King Lear – The Show Must Go On

We settled into the Guild Theatre in the second half of our sixth season. Now we were preparing ourselves for a series of artistic triumphs. We had a company of actors who had in fact triumphed over any number of difficulties of scheduling, of performance (and rehearsal) space, of storage of set pieces, props, and costumes, and on and on. All our troubles were over.

 

If you’ve been following these blogs, you will have noticed we tend to brag a little; we have been writing about our successes, about what we have done well. Why wouldn’t we? As we prepared for our first show in our new theatre we had everything going for us. There was another theatre company that had fallen dormant; they hoped to revive, but until they did they asked us if we would mind storing a number of platforms they owned but had no place to store. You betcha, we said, and turned them into audience risers in the Guild. (That company never revived.) Then it got even better.

 

The facilities manager of Mackey Auditorium called us. Mackey was going to be remodeled and would have all new seats. Would we like some of the old seats? Guess what we answered.

 

So, we opened King Lear in a brand new theatre financed in part by a $20,000 line-item grant from the city; The audience sat in upholstered seats on risers that permitted excellent sight-lines. And it got even better still. One of our actors had just bought a number of lighting instruments dirt cheap from another company; they were selling them because it was impossible to focus them. We bought them from him—cheap. It turned out they could not be focused because they all had the wrong bulbs in them. So we bought the right bulbs (They cost more than the instruments).
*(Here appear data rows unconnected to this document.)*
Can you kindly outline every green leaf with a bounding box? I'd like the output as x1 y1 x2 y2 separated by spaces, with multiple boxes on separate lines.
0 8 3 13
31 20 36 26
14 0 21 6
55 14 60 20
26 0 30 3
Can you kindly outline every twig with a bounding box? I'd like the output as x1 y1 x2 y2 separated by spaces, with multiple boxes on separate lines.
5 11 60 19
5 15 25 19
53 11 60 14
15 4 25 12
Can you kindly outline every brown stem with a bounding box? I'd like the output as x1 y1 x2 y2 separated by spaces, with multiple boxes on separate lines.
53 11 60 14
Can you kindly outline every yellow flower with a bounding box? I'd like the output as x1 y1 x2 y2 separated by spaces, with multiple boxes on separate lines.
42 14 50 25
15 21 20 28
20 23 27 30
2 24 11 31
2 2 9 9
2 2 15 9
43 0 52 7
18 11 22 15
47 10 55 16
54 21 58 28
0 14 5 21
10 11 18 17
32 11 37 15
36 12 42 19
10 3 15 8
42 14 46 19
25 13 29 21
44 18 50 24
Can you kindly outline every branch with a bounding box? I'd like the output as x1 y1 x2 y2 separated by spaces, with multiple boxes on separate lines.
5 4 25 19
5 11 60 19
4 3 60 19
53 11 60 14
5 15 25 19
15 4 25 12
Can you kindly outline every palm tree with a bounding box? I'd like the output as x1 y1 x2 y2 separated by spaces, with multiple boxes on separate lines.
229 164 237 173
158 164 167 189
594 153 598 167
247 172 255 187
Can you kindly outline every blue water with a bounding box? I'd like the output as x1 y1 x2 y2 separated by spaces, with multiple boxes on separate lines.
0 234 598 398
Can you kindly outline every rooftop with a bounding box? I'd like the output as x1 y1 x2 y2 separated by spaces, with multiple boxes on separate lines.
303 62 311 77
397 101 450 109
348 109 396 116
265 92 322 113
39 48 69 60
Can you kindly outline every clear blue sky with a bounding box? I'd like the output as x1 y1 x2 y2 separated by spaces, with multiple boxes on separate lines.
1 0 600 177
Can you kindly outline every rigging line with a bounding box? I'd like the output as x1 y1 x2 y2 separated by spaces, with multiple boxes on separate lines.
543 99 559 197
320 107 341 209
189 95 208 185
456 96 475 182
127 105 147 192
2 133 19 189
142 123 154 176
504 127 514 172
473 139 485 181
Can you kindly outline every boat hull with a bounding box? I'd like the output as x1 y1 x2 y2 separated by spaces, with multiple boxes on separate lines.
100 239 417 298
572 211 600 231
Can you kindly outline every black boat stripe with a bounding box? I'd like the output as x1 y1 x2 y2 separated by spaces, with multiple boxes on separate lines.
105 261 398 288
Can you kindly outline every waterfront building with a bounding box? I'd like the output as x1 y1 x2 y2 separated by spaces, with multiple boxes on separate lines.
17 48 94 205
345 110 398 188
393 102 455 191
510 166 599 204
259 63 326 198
Lear (Richard Bell) in King Lear (1986)
Lear (Richard Bell) in King Lear (1986)
What could possibly go wrong? Well, I was playing Lear. I did two performances, Friday and Saturday, of our opening weekend. And then I had a heart attack. That sort of limited my ability to continue in the role. So, what to do? We could have simply decided that our run was over. Yes, we would have lost the expected income from some half-dozen scheduled performances, but there were no future costs. The Guild would not have charged us for the scheduled nights we would skip. We could have survived to do our next show. Perhaps.

 

Lear (Richard Bell) and others in King Lear (1986)
Lear (Richard Bell) and others in King Lear (1986)
But: “The show must go on.” That’s not just a slogan. For us it is pretty nearly a religious commandment. So, the director, Joan Kuder Bell, found someone to replace me. She called Jack Crouch, who had been the chair of the department of speech and drama at CU and the founder of the Colorado Shakespeare Festival, and asked him if he would take on the part. His response was something like: “How do you say no to a request like that?” He carried a script, he wore a black suit, and he did the role. Whatever he lacked in preparation and rehearsal he made up in his really impressive stage presence and his understanding of the role and the play.

 

“How do you say no to a request like that?” In the 35 year history of The Upstart Crow we have had a half-dozen such occasions; times when an actor simply couldn’t do the role they were cast in. In every case we have asked someone else to take over the role, either just for tonight or for the rest of the run. No one has ever said no. We really are something like a cult.

 

I never saw Jack as Lear. I wasn’t out of bed till after the show closed but it must have worked: audiences were good, people liked the show. That was April. That summer the Shakespeare Festival did Lear with Dudley Knight, a famed Shakespearean actor, in the title role. And there was a party that summer that Knight, and Crouch, and I attended. Three actors who had played Lear within the last few months. Guess what we talked about. Has that ever happened before or since?